Codependency can be defined in numerous ways: a heightened sense of being responsible for the actions of other people, striving to do more and be more, getting hurt by people’s inconsiderate actions, fear of being alone and abandoned, and a toxic dependency on relationships.

And codependency is probably the main reason why you get stuck in unhealthy relationships.

It’s not that there is something bad or “pathological” about a person being codependent. Someone could stop being codependent just as easily as they became codependent in the first place. Whether it came from a series of toxic relationships, or a family abuse – there are many things that a person can do to help themselves regain their lost confidence, independence, and self-esteem.

However, if you started feeling codependent only after a relationship with a psychopath or a narcissist – please, don’t diagnose yourself as codependent. Because psychopaths breed addiction, jealousy, dependence, desire, desperation, and anxiety.

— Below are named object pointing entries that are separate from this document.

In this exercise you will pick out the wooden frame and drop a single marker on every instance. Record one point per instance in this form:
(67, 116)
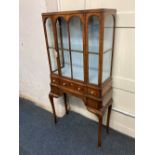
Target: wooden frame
(97, 98)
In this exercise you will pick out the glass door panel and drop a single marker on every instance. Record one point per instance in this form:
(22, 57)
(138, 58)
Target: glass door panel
(63, 47)
(76, 41)
(108, 43)
(93, 48)
(51, 48)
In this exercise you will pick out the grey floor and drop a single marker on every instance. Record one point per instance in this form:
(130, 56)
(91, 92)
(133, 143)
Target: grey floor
(72, 135)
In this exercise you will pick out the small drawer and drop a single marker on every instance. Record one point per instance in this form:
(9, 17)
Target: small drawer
(93, 103)
(77, 87)
(64, 83)
(93, 92)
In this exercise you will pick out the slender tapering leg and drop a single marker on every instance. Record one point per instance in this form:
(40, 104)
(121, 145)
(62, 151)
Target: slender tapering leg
(108, 118)
(100, 117)
(65, 102)
(52, 103)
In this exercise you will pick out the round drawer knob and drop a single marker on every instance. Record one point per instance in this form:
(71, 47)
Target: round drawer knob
(64, 84)
(92, 92)
(79, 89)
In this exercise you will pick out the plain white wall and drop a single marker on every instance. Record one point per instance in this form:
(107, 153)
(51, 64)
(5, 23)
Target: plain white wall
(34, 69)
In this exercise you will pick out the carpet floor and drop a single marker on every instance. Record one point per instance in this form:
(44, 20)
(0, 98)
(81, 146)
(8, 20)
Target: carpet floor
(72, 135)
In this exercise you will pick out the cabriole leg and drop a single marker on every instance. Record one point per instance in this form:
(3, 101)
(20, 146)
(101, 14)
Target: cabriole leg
(65, 102)
(100, 117)
(53, 107)
(108, 118)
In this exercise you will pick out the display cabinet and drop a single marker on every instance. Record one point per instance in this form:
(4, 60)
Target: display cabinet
(80, 46)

It is in their nature.

So, if you are feeling codependent after the relationship with them, understand that it was their purpose to make you feel that way. In a way, it is like you are telling yourself that you have a clinical depression after a death of someone close to you. Yes, your depression is real, but it is also a normal part of the grieving process. Same is true with codependency.

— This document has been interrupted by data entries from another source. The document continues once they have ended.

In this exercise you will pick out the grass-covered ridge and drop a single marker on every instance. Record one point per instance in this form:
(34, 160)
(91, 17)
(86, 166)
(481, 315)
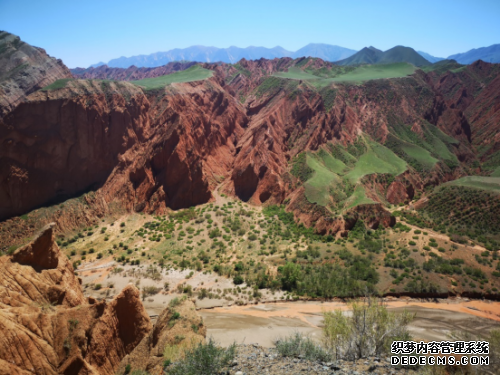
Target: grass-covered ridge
(422, 152)
(195, 73)
(477, 182)
(324, 77)
(332, 175)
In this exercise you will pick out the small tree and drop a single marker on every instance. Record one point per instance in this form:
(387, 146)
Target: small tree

Regardless of whether you are naïve, fragile, insecure, vulnerable, or you are a healthy human being, psychological exploitation and abuse are always bad. And no one deserves to be abused and exploited.

Moreover, abusers like to make you codependent because in that way they can put all the blame in you. They will tell you that you’ll never heal and grow if you don’t take the blame in the relationship. This is not true.

You can recover, grow, and heal without taking the blame for the abuser’s horrible behavior. That’s how you’ll build your boundaries and self-respect again. That’s how you’ll learn how to cease accepting any harmful and abusive behavior.

Finally, we all have unique experiences in life, so our healing processes are also unique. It is never too late to make changes for the better in your life. Don’t lose hope. We are all broken in one way or another.